With the planned upgrades, Nigeria is seeking to reverse this trend and reposition itself as a competitive maritime hub. Improved infrastructure and digitalisation are expected to enhance transparency, reduce corruption risks associated with manual systems and create a more predictable business environment for logistics operators.
The strategic importance of the project extends beyond national borders. As the largest economy in West Africa, Nigeria plays a key role in regional trade, and more efficient ports could facilitate increased movement of goods across neighbouring countries.
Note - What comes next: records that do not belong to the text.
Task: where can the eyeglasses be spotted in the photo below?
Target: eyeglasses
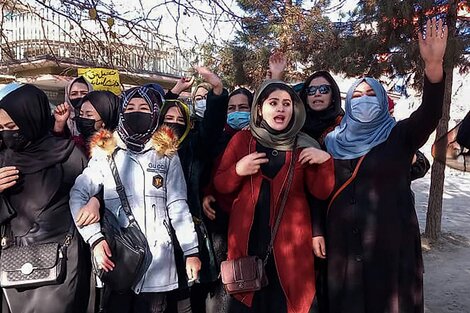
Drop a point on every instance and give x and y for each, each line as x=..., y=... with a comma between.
x=324, y=89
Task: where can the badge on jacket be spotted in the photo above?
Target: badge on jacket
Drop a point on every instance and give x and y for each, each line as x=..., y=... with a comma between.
x=157, y=181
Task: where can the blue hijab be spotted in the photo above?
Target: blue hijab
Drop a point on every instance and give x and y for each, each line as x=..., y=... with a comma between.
x=353, y=138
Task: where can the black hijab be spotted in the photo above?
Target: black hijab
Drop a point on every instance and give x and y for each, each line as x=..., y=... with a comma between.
x=29, y=108
x=40, y=165
x=107, y=105
x=318, y=121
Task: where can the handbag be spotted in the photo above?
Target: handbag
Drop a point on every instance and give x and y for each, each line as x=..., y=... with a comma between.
x=129, y=247
x=247, y=274
x=34, y=265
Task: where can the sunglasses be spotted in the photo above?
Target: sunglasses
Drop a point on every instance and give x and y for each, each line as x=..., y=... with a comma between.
x=324, y=89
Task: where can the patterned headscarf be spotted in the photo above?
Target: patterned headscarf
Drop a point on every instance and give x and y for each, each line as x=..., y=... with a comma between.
x=136, y=142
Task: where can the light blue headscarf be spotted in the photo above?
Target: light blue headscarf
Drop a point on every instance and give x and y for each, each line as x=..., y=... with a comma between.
x=353, y=138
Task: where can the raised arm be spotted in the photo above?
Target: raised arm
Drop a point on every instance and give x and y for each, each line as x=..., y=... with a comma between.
x=425, y=119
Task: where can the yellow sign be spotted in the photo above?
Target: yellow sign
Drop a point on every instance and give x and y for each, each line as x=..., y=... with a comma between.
x=102, y=79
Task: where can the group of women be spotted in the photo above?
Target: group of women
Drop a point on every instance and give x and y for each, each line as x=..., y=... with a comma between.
x=209, y=182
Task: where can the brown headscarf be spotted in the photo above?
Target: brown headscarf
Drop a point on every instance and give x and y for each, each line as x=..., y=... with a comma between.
x=284, y=140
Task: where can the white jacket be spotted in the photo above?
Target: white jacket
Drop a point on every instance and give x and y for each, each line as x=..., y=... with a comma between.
x=156, y=190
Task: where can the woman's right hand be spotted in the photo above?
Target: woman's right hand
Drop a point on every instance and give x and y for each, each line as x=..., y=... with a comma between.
x=102, y=254
x=8, y=177
x=251, y=163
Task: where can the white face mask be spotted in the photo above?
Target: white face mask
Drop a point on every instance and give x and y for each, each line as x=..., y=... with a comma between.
x=200, y=107
x=366, y=108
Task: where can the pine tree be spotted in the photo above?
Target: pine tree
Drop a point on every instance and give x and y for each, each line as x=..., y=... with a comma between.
x=379, y=39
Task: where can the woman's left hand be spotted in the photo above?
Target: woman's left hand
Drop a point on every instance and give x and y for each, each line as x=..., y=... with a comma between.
x=89, y=214
x=433, y=47
x=211, y=78
x=193, y=266
x=313, y=156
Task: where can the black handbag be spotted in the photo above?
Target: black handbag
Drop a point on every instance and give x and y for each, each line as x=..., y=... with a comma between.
x=34, y=265
x=129, y=247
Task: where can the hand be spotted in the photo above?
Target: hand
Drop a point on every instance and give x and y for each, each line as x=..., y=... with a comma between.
x=89, y=214
x=102, y=254
x=207, y=208
x=211, y=78
x=313, y=156
x=8, y=177
x=61, y=115
x=277, y=65
x=193, y=266
x=251, y=163
x=433, y=48
x=182, y=84
x=319, y=247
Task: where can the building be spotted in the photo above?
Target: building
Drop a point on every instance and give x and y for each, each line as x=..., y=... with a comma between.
x=45, y=47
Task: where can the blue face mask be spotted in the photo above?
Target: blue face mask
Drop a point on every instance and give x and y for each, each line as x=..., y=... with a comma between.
x=238, y=120
x=366, y=108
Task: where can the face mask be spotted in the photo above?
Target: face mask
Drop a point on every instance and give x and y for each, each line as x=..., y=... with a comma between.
x=86, y=126
x=138, y=122
x=238, y=120
x=200, y=107
x=76, y=102
x=14, y=140
x=366, y=108
x=179, y=129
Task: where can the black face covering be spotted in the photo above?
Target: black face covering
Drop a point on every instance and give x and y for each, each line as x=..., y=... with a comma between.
x=179, y=129
x=76, y=103
x=138, y=122
x=85, y=126
x=14, y=140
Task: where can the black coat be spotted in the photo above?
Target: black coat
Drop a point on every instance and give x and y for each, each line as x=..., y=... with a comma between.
x=373, y=239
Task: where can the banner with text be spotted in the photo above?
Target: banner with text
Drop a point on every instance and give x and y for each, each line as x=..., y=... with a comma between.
x=102, y=79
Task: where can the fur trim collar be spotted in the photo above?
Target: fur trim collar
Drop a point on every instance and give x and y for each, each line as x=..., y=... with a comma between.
x=164, y=141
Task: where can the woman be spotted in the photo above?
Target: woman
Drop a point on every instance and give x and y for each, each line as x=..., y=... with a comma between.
x=36, y=175
x=373, y=239
x=322, y=98
x=254, y=167
x=65, y=113
x=198, y=139
x=98, y=110
x=154, y=184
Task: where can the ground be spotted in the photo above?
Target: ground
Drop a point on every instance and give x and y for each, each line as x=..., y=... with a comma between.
x=447, y=263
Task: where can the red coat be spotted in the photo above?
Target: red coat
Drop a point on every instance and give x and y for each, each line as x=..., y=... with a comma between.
x=293, y=252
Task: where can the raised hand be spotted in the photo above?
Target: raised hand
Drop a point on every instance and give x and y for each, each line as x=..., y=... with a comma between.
x=251, y=163
x=277, y=65
x=211, y=78
x=432, y=49
x=182, y=84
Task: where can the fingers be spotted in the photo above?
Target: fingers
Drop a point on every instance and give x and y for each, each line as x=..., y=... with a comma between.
x=206, y=207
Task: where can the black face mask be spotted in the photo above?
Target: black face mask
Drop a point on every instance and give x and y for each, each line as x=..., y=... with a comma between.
x=179, y=129
x=138, y=122
x=14, y=140
x=85, y=126
x=76, y=103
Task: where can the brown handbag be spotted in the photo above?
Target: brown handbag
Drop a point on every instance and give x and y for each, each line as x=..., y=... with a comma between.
x=247, y=274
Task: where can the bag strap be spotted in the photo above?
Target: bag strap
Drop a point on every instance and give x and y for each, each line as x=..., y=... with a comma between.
x=282, y=205
x=354, y=174
x=121, y=191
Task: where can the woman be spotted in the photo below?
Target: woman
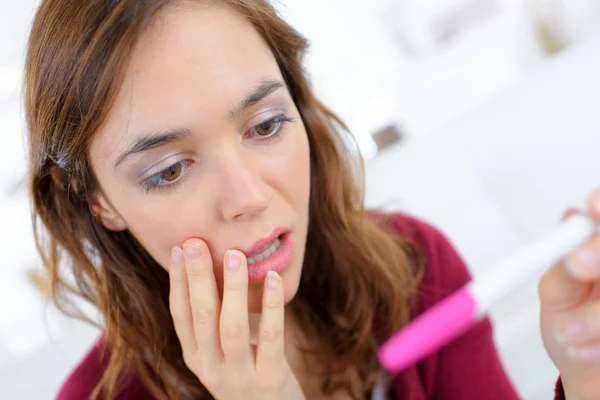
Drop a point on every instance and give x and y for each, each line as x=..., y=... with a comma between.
x=203, y=199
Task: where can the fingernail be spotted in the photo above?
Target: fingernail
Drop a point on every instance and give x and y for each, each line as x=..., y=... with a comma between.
x=177, y=255
x=596, y=200
x=587, y=259
x=192, y=252
x=272, y=280
x=232, y=262
x=589, y=353
x=574, y=328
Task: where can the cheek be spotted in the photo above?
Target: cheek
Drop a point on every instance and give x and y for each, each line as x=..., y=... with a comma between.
x=160, y=228
x=295, y=172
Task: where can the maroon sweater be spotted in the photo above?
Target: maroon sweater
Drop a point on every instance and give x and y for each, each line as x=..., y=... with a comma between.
x=467, y=369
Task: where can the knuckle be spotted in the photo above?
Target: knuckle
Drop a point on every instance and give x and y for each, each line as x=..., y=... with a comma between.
x=272, y=303
x=270, y=335
x=275, y=382
x=231, y=331
x=211, y=378
x=234, y=284
x=198, y=272
x=203, y=316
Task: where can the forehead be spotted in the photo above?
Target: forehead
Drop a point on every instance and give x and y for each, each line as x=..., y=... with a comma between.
x=191, y=66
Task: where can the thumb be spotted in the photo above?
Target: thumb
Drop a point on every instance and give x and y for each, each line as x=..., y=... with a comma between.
x=560, y=289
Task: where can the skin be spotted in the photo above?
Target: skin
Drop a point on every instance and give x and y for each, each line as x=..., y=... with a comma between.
x=237, y=186
x=232, y=186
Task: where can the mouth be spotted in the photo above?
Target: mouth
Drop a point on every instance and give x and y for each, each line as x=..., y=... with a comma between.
x=271, y=248
x=272, y=253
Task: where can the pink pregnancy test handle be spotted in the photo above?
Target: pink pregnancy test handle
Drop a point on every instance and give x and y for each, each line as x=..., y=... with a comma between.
x=429, y=332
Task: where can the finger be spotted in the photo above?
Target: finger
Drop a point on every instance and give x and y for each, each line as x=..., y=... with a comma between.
x=204, y=300
x=270, y=351
x=581, y=328
x=179, y=302
x=559, y=290
x=569, y=212
x=594, y=205
x=584, y=262
x=234, y=323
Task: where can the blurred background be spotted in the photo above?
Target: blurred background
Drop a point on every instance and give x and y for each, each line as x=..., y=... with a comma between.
x=479, y=116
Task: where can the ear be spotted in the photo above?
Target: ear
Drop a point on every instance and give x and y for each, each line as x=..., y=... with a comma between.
x=104, y=212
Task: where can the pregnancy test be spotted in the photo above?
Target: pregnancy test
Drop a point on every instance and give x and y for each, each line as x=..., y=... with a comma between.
x=453, y=316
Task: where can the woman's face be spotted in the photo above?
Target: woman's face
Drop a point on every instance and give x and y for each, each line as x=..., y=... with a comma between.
x=204, y=141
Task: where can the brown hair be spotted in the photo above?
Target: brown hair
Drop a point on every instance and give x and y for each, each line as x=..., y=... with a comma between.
x=76, y=57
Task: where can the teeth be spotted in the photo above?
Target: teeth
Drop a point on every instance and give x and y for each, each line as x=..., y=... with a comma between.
x=273, y=247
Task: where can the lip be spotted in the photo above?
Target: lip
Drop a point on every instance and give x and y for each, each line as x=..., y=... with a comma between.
x=278, y=261
x=261, y=244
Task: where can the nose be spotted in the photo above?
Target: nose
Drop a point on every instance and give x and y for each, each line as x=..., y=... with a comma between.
x=244, y=192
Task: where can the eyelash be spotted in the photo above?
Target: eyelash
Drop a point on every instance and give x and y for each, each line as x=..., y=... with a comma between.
x=153, y=184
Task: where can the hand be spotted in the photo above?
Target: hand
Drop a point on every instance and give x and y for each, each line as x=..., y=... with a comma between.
x=570, y=314
x=215, y=337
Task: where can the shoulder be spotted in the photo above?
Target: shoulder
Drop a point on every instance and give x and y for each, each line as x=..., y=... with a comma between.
x=84, y=378
x=444, y=270
x=87, y=374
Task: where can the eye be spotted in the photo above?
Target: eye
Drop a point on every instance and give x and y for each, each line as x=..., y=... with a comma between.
x=172, y=173
x=266, y=128
x=270, y=127
x=167, y=178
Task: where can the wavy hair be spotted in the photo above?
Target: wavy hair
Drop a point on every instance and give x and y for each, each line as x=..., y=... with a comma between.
x=77, y=53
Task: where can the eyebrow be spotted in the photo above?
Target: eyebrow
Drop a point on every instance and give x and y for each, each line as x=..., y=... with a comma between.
x=265, y=88
x=147, y=142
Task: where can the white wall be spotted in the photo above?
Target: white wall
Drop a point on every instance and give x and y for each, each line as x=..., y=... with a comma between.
x=474, y=195
x=498, y=178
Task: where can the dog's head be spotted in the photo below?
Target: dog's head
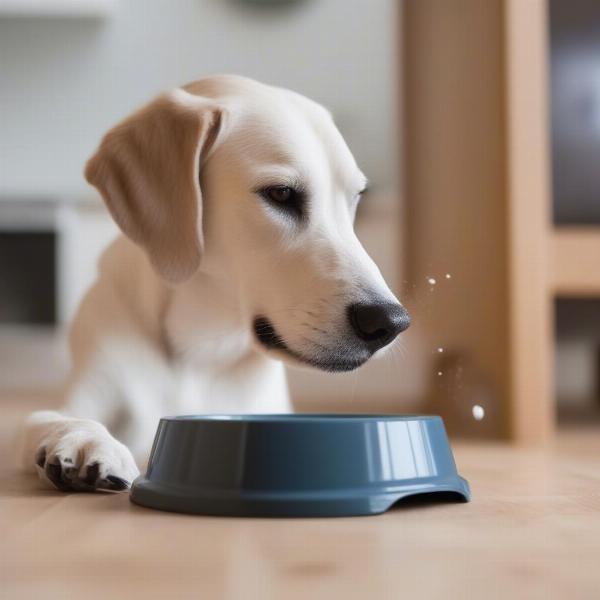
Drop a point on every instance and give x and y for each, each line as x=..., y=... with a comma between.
x=254, y=185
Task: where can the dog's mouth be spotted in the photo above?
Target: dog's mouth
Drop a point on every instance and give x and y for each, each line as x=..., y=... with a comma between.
x=333, y=361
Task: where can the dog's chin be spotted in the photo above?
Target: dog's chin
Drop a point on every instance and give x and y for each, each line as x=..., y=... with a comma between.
x=270, y=341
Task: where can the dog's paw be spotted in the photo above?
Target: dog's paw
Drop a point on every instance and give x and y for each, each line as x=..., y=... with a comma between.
x=82, y=456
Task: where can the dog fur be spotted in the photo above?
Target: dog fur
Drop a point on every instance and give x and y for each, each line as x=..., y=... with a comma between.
x=167, y=328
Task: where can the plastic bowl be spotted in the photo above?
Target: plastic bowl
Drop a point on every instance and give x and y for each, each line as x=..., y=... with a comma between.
x=296, y=465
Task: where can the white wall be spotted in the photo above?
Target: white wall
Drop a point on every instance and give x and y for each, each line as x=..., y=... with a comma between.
x=64, y=82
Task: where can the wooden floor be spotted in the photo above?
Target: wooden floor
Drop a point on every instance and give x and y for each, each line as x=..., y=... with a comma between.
x=531, y=531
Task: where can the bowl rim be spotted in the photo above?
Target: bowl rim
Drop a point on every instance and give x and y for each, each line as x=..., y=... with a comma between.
x=299, y=417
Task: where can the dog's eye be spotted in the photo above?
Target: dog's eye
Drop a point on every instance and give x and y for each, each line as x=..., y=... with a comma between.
x=279, y=194
x=285, y=198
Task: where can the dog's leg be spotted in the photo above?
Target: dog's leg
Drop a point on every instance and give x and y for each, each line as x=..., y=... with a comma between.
x=76, y=454
x=121, y=390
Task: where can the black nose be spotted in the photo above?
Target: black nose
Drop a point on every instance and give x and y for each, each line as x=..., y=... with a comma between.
x=378, y=324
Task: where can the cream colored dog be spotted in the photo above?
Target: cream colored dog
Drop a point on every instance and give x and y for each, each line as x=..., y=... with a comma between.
x=237, y=202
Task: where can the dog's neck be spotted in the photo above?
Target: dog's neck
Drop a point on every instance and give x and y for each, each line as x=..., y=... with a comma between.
x=205, y=326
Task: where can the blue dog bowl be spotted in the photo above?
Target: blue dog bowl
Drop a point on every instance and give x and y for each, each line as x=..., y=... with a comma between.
x=297, y=465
This is particularly significant in the context of the African Continental Free Trade Area, which aims to boost intra African trade by reducing barriers and improving connectivity.
The involvement of UK Export Finance underscores the role of international partnerships in funding large scale infrastructure projects across Africa. Export credit agencies have increasingly become key players in supporting development initiatives, offering financing solutions that enable governments to undertake capital intensive upgrades without placing immediate pressure on public finances.
For the United Kingdom, the deal also reflects a broader strategy to strengthen trade relationships with African economies, particularly in the post Brexit era where new partnerships are being actively pursued. Supporting infrastructure projects not only facilitates trade but also creates opportunities for British companies involved in engineering, logistics and technology.

Despite the optimism surrounding the agreement, analysts caution that successful implementation will be critical. Past infrastructure projects in Nigeria have faced delays and cost overruns, often linked to bureaucratic challenges and governance issues. Ensuring transparency, effective project management and timely execution will be essential to achieving the intended outcomes.
If delivered as planned, the upgrades could transform the operational landscape of Nigeria’s busiest ports, reducing congestion and positioning the country as a more attractive destination for global shipping lines. This, in turn, could drive increased trade volumes, stimulate economic growth and strengthen Nigeria’s influence within regional and global supply chains.
The financing deal signals a clear commitment by the Nigerian government to address longstanding structural challenges in its maritime sector. By modernising its key ports, the country is taking a decisive step toward unlocking greater efficiency, competitiveness and economic potential in one of its most vital industries.